Rejet à nouveau du rapport d’activités de Mathurin Nago: Les raisons du vote abstention des 9 députés FCBE

Publié le par Vitalp

Si le rapport d’activités du Président Mathurin Nago a été rejeté une troisième fois jeudi dernier, c’est surtout à cause du vote abstention des 9 députés FCBE et non à cause du vote négatif de 39 députés de l’opposition. Car un vote positif de ces 9 députés, en plus des 33 autres aurait donné une majorité de 42 voix en faveur du rapport.
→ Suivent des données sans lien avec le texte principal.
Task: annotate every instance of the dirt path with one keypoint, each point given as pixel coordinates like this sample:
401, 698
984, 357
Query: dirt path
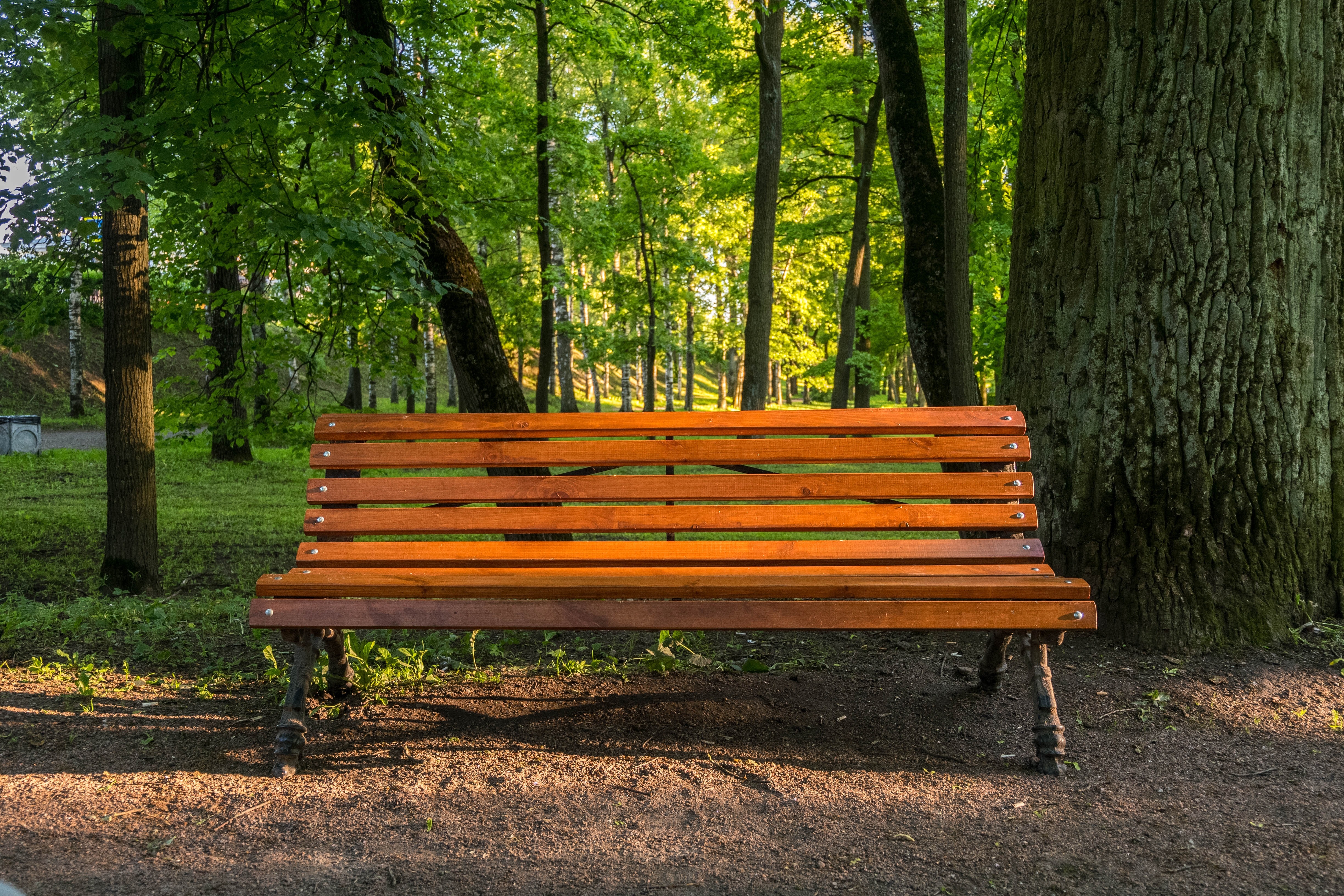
892, 778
Beaucoup de Béninois se demandent encore les raisons profondes qui ont pu justifier un tel acte de la part de ces 9 députés FCBE. Nous nous sommes rapprochés de certaines personnes de leur entourage immédiat pour en savoir davantage.
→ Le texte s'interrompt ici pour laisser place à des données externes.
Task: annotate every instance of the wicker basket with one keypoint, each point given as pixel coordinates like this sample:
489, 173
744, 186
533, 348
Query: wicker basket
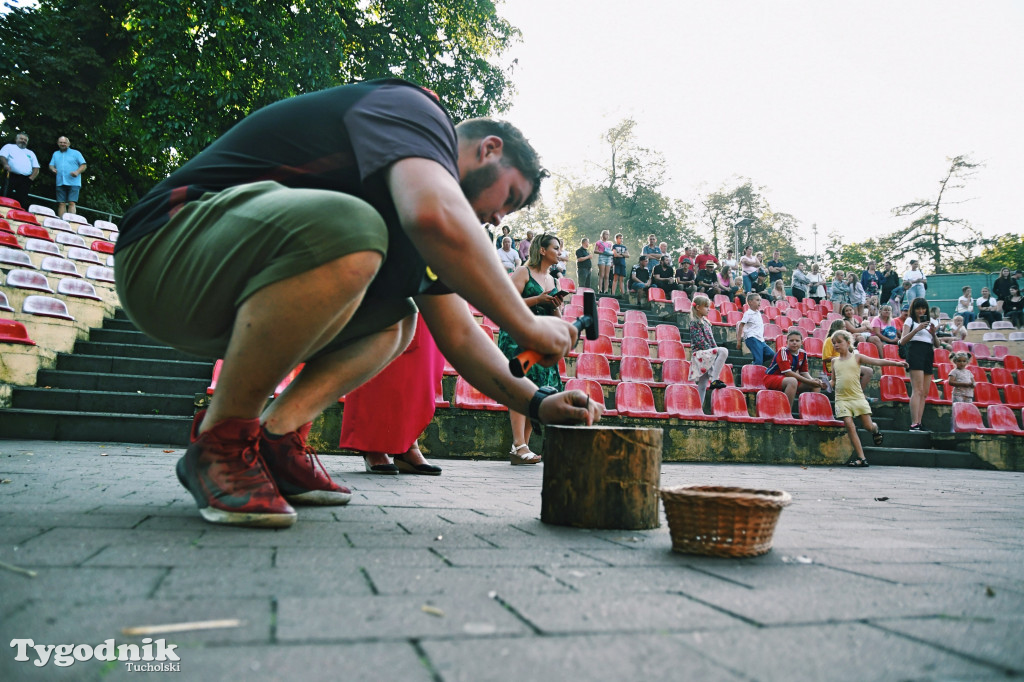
722, 521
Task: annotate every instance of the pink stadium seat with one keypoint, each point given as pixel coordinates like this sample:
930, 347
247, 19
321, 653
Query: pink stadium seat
591, 388
815, 408
46, 306
1001, 376
1001, 420
636, 399
683, 401
601, 344
41, 246
655, 294
893, 389
99, 272
35, 231
774, 406
77, 289
22, 216
635, 330
14, 332
593, 366
752, 378
967, 419
986, 393
731, 406
71, 240
635, 347
29, 280
1013, 396
467, 397
59, 266
102, 247
12, 257
670, 349
667, 333
676, 371
637, 369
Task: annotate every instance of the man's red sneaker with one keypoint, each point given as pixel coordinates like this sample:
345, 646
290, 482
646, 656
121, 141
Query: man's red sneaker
297, 470
223, 470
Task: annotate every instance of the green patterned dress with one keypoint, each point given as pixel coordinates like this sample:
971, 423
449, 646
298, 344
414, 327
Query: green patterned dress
542, 376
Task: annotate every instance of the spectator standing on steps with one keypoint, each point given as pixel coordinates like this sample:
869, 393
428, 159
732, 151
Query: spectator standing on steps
68, 165
22, 166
Le vote abstention des 9 députés du groupe parlementaire " FCBE Sursaut Patriotique " par rapport au rapport d’activité du Président de l’Assemblée nationale Mathurin Nago a une double explication :

- d’abord pour reprocher au Président Nago sa mauvaise gestion politique du parlement et lui rappeler qu’il dirige une institution de contre pouvoir indépendant du gouvernement

- et ensuite pour donner à nouveau des signaux forts au Président Boni Yayi de ce qu’un malaise vicie l’atmosphère au sein de la mouvance, où certains sont de plus en plus marginalisés, brimés.
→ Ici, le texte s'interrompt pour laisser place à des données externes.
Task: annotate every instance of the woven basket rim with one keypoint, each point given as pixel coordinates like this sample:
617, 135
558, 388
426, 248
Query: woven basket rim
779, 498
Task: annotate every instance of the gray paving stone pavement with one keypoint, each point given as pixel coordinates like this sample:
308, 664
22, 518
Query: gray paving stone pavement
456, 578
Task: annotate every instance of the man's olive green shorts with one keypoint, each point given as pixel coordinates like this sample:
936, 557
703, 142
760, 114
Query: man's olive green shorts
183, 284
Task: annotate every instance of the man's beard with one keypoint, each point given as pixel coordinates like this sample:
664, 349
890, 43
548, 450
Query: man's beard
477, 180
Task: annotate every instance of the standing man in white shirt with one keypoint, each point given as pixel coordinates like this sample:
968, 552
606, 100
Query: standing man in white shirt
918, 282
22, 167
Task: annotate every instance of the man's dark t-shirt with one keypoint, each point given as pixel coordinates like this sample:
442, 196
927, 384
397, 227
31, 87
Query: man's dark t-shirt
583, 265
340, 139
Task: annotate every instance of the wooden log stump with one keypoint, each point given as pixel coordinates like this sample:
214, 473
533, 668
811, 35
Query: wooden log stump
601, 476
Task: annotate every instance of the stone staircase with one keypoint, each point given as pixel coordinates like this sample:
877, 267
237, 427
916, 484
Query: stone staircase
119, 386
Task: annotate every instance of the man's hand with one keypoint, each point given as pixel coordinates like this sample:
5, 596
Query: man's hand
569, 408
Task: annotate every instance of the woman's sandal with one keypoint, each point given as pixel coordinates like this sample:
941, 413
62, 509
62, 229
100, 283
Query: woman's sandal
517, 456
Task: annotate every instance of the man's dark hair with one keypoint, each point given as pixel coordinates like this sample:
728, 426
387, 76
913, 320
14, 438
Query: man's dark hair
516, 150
Il n’est en effet plus un secret pour personne que les députés, dans leur majorité reprochent à leur Président de faire de leur institution une structure vassale du gouvernement, une caisse de résonance, une caisse d’enregistrement des desiderata du Chef de l’Etat plutôt qu’un véritable Parlement, institution de contre pouvoir. Il est reproché au Président Nago qui a été par le passé ministre d’avoir gardé comme une espèce de nostalgie du gouvernement, de sorte qu’il continue de se sentir encore dans la peau d’un ministre de Yayi, ce qui fait qu’il se comporte de manière à transformer le Parlement en un département ministériel supplémentaire, c’est-à-dire une institution aux ordres du Président de la République. Cela, les députés de l’opposition l’ont déjà dénoncé plusieurs fois, en privé et surtout publiquement. Jusque-là, certains députés de la mouvance qui pensent la même chose que leurs collègues opposants le disaient sous cape, en privé. Ils n’avaient jamais osé le dire en publique. Ils essayaient de gérer leurs frustrations, dans l’espoir que les choses s’amélioreraient au sein de leur famille politique. Mais les choses s’empirant au lieu de s’améliorer, ils ont décidé maintenant, non pas de parler (cela viendra peut-être), mais de réagir, publiquement et non plus seulement en privé. En somme, les 9 députés de la mouvance qui ont voté abstention sont d’accord avec leurs collègues de l’opposition pour dire qu’il faut que le Président Nago arrête de donner l’impression de recevoir des instructions du Palais de la Présidence de la République quant à la manière dont il doit gérer le Parlement, qu’il fasse un peu plus d’effort d’être le Président de tous les députés, le Président des représentants du peuple et non le Président des " députés vassaux et courtisans " du Chef de l’Etat. Là, c’est pour la première série de raisons du vote.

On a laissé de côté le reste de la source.